Asked about the impact of the coronavirus, University Professor Iijima said, “Many lessons were given on line, but they are no different from educational courses on TV and radio. I prefer to contact directly with students, and ventured to give face-to-face lessons collectively.” In addition, he said, “I contact with young persons with a feeling of being on the same starting line.” as a fellow researcher.

Seven graduate students, who had taken the lectures, attended the meeting and were asked by the reporters about the impression of University Professor Iijima and feedback on the lectures.

Mr. Ryota Sugino (majoring in applied chemistry) said, “I learned about a stance as a researcher and attitude to try anything with curiosity.” If University Professor Iijima wins the Nobel Prize following Professor Yoshino, this will be a remarkable accomplishment for two consecutive years for this university. He said, “I hope Meijo University will be revitalized.” with expectation

Ms. Yui Tanaka (majoring in applied chemistry) said, “He is good at seeing how students are doing to explain difficult things simply. When I went to the laboratory to ask questions, he treated me kindly. I felt he was warm-hearted.”
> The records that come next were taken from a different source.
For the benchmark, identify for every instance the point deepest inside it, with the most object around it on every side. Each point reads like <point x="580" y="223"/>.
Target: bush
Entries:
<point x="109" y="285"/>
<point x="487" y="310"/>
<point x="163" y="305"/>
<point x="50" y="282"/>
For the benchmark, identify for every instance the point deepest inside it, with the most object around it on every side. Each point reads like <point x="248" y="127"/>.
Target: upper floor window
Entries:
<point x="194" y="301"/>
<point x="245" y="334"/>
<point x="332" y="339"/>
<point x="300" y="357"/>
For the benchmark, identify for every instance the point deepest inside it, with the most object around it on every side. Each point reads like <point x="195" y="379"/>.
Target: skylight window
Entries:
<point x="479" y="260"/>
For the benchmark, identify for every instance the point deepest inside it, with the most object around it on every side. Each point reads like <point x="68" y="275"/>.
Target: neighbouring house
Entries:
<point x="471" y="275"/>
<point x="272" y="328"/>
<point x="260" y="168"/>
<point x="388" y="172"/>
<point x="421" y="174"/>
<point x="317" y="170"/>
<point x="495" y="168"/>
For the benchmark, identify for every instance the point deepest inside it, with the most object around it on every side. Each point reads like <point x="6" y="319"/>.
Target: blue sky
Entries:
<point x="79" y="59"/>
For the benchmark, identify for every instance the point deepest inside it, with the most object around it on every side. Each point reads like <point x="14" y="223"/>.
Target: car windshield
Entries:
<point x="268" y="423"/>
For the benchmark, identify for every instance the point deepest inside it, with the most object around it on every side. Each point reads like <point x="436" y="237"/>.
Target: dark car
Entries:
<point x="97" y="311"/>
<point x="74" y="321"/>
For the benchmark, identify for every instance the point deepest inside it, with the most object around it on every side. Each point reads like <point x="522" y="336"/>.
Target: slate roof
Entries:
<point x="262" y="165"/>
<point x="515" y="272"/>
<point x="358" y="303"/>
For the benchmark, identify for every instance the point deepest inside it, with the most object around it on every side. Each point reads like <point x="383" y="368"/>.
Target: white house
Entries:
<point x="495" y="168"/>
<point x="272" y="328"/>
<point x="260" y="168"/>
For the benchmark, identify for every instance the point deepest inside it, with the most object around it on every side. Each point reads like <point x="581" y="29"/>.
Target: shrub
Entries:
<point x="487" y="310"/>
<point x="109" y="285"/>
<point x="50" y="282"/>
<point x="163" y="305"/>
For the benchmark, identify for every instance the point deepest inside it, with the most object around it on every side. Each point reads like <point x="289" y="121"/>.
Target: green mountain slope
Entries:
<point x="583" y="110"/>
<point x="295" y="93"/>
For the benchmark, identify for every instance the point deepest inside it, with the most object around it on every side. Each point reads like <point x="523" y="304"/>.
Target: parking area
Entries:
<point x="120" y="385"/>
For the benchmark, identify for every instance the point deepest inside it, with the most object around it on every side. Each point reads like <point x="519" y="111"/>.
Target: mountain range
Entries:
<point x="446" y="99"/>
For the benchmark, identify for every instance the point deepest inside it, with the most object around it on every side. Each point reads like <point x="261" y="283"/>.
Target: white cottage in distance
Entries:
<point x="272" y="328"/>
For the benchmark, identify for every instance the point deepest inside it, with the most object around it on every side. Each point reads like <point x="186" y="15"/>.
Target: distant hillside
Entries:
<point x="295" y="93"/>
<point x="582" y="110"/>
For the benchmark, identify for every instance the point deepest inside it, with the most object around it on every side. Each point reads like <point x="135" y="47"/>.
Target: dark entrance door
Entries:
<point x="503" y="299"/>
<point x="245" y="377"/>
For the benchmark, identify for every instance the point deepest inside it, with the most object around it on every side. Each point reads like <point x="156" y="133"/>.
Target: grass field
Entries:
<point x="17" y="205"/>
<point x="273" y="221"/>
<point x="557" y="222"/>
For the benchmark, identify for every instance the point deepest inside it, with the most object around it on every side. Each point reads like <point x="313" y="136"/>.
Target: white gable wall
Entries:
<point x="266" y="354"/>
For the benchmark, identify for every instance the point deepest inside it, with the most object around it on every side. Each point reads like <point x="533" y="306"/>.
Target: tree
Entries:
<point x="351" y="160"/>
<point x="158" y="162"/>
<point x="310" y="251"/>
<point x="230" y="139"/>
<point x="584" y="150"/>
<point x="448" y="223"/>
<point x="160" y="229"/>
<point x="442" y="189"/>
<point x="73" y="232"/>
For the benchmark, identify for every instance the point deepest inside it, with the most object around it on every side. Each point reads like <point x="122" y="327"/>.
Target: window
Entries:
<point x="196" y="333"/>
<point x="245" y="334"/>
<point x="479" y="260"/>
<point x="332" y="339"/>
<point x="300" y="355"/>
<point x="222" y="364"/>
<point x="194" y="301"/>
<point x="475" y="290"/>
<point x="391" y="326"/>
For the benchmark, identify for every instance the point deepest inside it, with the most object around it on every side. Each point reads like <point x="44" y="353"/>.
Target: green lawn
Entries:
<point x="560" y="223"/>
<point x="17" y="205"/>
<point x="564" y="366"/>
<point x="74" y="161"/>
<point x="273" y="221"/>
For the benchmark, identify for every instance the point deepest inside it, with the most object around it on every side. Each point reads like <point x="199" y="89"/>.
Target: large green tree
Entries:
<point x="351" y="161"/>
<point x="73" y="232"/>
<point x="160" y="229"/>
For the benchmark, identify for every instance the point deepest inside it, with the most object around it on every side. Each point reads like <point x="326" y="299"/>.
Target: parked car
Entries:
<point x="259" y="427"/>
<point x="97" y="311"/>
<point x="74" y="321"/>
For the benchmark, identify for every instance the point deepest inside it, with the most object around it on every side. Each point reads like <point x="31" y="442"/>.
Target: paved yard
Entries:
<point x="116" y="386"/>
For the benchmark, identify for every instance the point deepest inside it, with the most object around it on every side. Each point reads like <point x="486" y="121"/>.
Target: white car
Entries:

Traveling by road bike even now

  • University Professor Iijima answering questions. Right front: Model of carbon nanotube University Professor Iijima answering questions. Right front: Model of carbon nanotube
  • University Professor Iijima in photo session University Professor Iijima in photo session

In the meeting, University Professor Iijima took up the number of citations after he had announced the discovery of CNTs in the journal “Nature” in 1991 as a topic. He introduced the fact that according to indices called Google Scholar Citations, in 2014, it reached 23,000 cases and was the world’s 31st at the time and larger than that of the discovery of DNA (the discoverers won the Nobel Prize in physiology or medicine in 1962) and in 2020, it increased to 51,000 cases. Also, he stressed the fact that they are research objects still popular even after 30 years have passed since the discovery.
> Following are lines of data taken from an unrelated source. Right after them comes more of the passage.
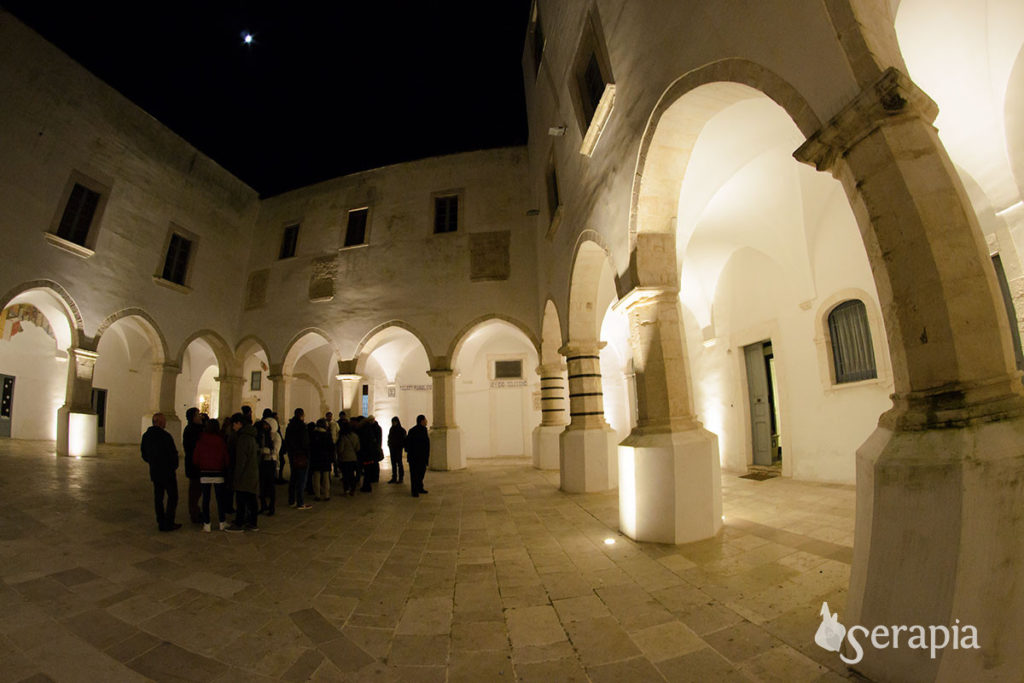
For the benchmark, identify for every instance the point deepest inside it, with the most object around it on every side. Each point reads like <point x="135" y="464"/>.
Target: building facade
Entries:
<point x="765" y="235"/>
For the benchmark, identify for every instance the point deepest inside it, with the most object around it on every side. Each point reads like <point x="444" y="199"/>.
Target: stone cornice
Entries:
<point x="892" y="95"/>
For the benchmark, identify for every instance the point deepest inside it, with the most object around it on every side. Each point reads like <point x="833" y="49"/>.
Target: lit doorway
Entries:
<point x="762" y="389"/>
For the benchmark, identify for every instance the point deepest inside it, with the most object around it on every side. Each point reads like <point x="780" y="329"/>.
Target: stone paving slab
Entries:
<point x="495" y="575"/>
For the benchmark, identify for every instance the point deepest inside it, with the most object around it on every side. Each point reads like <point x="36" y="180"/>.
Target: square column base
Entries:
<point x="445" y="449"/>
<point x="670" y="487"/>
<point x="939" y="537"/>
<point x="77" y="432"/>
<point x="546" y="453"/>
<point x="174" y="428"/>
<point x="587" y="460"/>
University Professor Iijima is known for researching carbon samples made at Meijo University using electron microscopes at NEC, his place of work at the time, and leading it to the discovery of CNTs. He emphasized the meaning and high level of Japanese corporate research with an eye on the fact that Professor Yoshino, who is also a researcher at Asahi Kasei Corporation, developed lithium-ion batteries as a corporate researcher.

Also this year, his hobbies were took up as a topic. University Professor Iijima is known for his many hobbies such as mountain climbing, flute performance and cycling by road bike but he said, “A flute is placed in my laboratory but I rarely touch it.” However, he happily said, “Even now, I keep on running for 42 to 43 km by making a round trip between my house in Mizuho-ku, Nagoya-shi and Aichi Pond in Togo-cho, Aichi Prefecture and running around a pond by road bike in addition to commuting by bicycle.”